Argentina atraviesa un escenario atravesado por tensiones entre memoria, justicia y disputas políticas sobre el pasado reciente. Sin embargo, el posicionamiento mayoritario de la sociedad frente a ese legado es contundente. La sociedad argentina mantiene un fuerte respaldo a las políticas de Memoria, Verdad y Justicia.

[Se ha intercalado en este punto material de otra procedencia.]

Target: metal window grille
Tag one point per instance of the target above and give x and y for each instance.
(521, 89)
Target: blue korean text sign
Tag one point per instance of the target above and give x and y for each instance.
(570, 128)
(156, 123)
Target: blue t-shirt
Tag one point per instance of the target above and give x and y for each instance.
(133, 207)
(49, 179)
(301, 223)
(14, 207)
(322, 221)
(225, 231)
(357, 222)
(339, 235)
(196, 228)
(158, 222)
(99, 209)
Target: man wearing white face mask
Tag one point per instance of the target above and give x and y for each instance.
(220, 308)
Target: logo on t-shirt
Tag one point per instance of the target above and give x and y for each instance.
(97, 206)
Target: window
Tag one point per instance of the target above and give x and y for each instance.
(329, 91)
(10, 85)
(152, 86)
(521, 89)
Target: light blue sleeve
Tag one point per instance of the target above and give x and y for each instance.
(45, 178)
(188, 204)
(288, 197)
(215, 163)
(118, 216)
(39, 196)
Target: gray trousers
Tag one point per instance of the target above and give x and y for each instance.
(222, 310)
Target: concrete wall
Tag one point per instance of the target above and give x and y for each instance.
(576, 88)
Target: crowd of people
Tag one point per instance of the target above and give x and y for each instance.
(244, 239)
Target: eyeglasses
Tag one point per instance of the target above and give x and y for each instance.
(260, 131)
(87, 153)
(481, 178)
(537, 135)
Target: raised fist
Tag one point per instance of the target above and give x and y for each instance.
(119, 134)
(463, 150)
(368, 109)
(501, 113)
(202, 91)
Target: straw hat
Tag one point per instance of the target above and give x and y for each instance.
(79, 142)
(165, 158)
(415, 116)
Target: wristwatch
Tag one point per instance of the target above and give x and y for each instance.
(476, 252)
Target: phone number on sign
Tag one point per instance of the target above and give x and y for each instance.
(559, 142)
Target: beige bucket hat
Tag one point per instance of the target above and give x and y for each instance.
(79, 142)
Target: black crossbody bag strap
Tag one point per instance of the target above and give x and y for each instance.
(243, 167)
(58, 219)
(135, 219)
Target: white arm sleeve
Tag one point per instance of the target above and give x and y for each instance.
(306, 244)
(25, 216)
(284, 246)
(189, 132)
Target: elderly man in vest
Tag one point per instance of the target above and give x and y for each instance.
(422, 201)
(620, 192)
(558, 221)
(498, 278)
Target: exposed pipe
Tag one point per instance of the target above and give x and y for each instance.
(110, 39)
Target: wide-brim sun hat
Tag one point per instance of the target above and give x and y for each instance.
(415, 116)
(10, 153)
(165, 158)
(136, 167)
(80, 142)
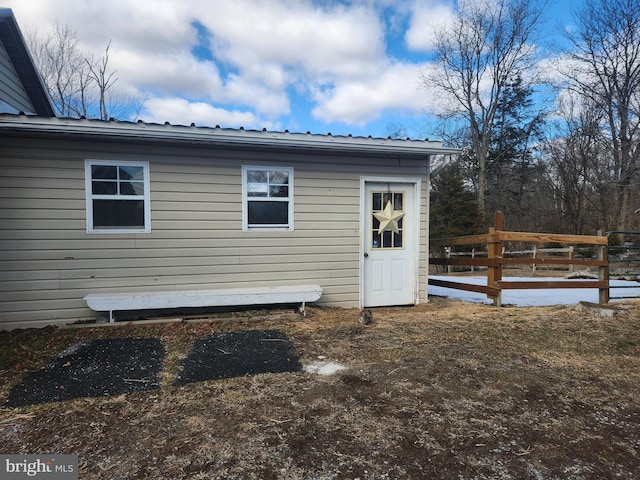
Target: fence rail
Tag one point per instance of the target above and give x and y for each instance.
(624, 262)
(495, 261)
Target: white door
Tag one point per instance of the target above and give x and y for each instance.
(389, 223)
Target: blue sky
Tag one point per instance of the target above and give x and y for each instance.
(324, 66)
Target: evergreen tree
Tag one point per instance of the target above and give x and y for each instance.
(454, 209)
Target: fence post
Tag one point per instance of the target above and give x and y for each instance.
(495, 251)
(603, 272)
(571, 257)
(473, 256)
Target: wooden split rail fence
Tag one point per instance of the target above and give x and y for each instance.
(495, 261)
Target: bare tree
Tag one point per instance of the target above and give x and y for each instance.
(79, 85)
(488, 44)
(577, 190)
(61, 64)
(607, 54)
(103, 79)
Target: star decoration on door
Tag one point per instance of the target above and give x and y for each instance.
(388, 219)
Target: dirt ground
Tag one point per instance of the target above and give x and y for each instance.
(445, 390)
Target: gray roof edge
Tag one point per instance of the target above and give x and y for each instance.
(23, 62)
(169, 133)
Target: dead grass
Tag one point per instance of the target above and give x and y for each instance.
(444, 390)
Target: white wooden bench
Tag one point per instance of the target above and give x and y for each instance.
(110, 302)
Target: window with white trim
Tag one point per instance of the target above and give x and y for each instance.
(267, 198)
(117, 196)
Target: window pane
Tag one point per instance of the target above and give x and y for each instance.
(131, 173)
(256, 176)
(397, 201)
(279, 191)
(397, 239)
(110, 214)
(104, 188)
(268, 213)
(386, 239)
(131, 188)
(376, 240)
(257, 189)
(104, 171)
(377, 201)
(281, 178)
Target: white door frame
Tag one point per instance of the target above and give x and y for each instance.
(417, 185)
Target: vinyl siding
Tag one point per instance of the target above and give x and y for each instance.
(12, 93)
(48, 262)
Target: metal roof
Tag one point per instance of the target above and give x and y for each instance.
(141, 132)
(14, 43)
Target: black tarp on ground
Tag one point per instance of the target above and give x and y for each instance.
(93, 369)
(234, 354)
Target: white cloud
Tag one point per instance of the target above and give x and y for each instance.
(396, 87)
(427, 17)
(182, 112)
(330, 53)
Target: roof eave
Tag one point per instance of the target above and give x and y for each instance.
(178, 134)
(22, 61)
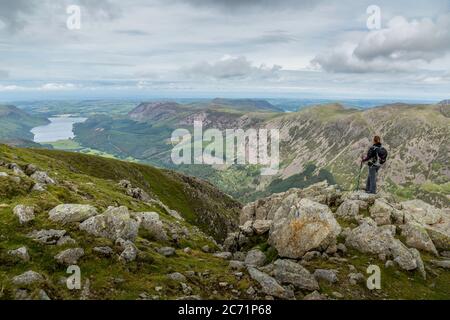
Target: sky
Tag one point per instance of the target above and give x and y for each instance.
(200, 48)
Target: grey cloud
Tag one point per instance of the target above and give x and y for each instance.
(402, 46)
(423, 39)
(4, 74)
(133, 32)
(15, 14)
(232, 68)
(236, 5)
(12, 13)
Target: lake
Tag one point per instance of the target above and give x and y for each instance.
(59, 128)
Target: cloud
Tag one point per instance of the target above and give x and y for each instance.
(402, 46)
(237, 5)
(16, 14)
(4, 74)
(12, 13)
(232, 68)
(43, 87)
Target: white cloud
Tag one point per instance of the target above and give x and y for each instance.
(402, 46)
(232, 68)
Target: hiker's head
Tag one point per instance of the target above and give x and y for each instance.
(376, 139)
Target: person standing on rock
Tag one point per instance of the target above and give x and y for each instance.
(376, 157)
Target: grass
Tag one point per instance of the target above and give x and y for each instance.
(93, 180)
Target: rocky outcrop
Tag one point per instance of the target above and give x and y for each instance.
(369, 238)
(113, 224)
(27, 279)
(416, 236)
(70, 256)
(269, 285)
(276, 206)
(20, 253)
(24, 213)
(305, 227)
(151, 223)
(48, 237)
(289, 272)
(68, 213)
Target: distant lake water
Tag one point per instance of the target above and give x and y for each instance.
(59, 128)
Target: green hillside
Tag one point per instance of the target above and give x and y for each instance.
(16, 124)
(90, 180)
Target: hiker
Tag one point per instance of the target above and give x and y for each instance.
(376, 157)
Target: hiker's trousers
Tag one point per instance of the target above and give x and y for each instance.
(371, 184)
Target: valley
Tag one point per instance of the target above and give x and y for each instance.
(322, 142)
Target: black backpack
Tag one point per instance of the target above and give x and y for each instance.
(381, 155)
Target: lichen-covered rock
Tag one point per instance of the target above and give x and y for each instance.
(261, 226)
(166, 251)
(151, 222)
(368, 238)
(104, 251)
(362, 196)
(308, 226)
(129, 252)
(42, 177)
(70, 256)
(381, 212)
(20, 253)
(224, 255)
(113, 224)
(269, 285)
(315, 296)
(416, 236)
(440, 237)
(255, 258)
(350, 209)
(27, 279)
(24, 213)
(30, 169)
(68, 213)
(47, 236)
(289, 272)
(327, 275)
(421, 212)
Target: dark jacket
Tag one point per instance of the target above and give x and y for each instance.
(372, 154)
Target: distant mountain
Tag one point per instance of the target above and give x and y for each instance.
(246, 104)
(16, 124)
(323, 142)
(155, 111)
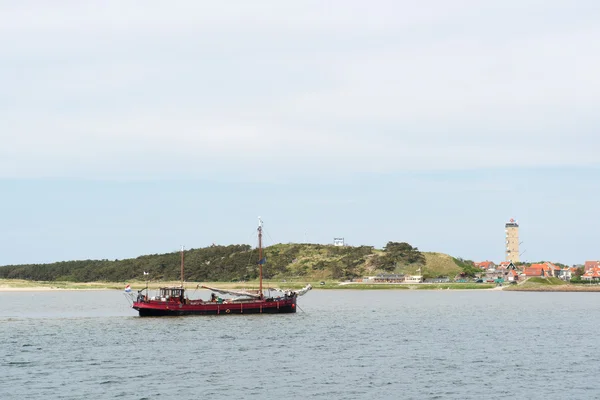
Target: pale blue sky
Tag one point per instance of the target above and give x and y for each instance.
(133, 127)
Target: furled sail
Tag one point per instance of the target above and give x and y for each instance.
(233, 292)
(290, 292)
(304, 290)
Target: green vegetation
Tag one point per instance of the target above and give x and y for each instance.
(292, 263)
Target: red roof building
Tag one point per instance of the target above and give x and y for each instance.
(591, 264)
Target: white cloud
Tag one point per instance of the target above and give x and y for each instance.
(138, 89)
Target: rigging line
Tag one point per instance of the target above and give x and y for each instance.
(270, 238)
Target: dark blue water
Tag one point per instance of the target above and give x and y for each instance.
(345, 345)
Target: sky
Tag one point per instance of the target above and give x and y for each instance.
(135, 127)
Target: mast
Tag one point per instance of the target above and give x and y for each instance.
(182, 266)
(260, 258)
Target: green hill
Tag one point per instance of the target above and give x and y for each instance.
(306, 262)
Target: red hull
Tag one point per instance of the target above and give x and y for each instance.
(155, 308)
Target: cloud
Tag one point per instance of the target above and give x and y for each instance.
(113, 89)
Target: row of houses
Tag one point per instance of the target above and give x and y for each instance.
(543, 270)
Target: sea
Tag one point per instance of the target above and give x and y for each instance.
(341, 344)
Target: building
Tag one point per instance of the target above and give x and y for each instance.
(512, 241)
(591, 265)
(539, 270)
(486, 266)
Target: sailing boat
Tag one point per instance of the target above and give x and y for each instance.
(174, 301)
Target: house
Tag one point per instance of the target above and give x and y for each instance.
(590, 265)
(555, 269)
(539, 270)
(591, 275)
(443, 279)
(506, 265)
(388, 278)
(567, 273)
(486, 265)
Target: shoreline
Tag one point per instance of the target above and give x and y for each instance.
(8, 285)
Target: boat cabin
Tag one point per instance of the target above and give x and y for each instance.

Según una encuesta de la consultora Proyección, el 73,8% de la población aprueba estas políticas desarrolladas desde el retorno democrático, lo que refleja la persistencia de un consenso amplio en torno a la condena del terrorismo de Estado.
Ese respaldo se expresa con claridad en la percepción histórica: siete de cada diez personas reconocen que entre 1976 y 1983 existió un plan sistemático de desaparición, tortura y violaciones a los derechos humanos. Además, un 81,7% valora el rol de los organismos de derechos humanos, y casi la totalidad de los consultados destaca la labor de las Madres y Abuelas en la denuncia de los crímenes de la dictadura.
Los datos también muestran un fuerte rechazo a las visiones que relativizan o niegan esos hechos. Las posturas que hablan de “guerra” o de “excesos aislados” quedan relegadas a minorías, mientras que el 92,1% respalda la enseñanza de lo ocurrido durante la dictadura en las escuelas. Incluso entre jóvenes, tres de cada cuatro rechazan la posibilidad de indultos a represores condenados, lo que refuerza la vigencia del consenso democrático.
En este contexto, el nuevo aniversario del golpe encuentra a la Argentina con deudas pendientes en materia de justicia, pero con una memoria social activa y mayoritaria.
Los datos oficiales marcan a 1231 condenados por crímenes cometidos durante el terrorismo de Estado desde la reactivación de los procesos judiciales impulsados por las políticas de Memoria, Verdad y Justicia. Sin embargo, el número total de personas vinculadas a estas causas es mayor, y una porción significativa no cumple prisión efectiva en establecimientos penitenciarios tradicionales.
En ese sentido, 1582 represores se encuentran en libertad, mientras que 504 están detenidos. De estos últimos, una amplia mayoría —425 casos— goza del beneficio de arresto domiciliario. Este dato refleja una tendencia consolidada en los últimos años, en la que la prisión domiciliaria se convirtió en la modalidad predominante de cumplimiento de condena.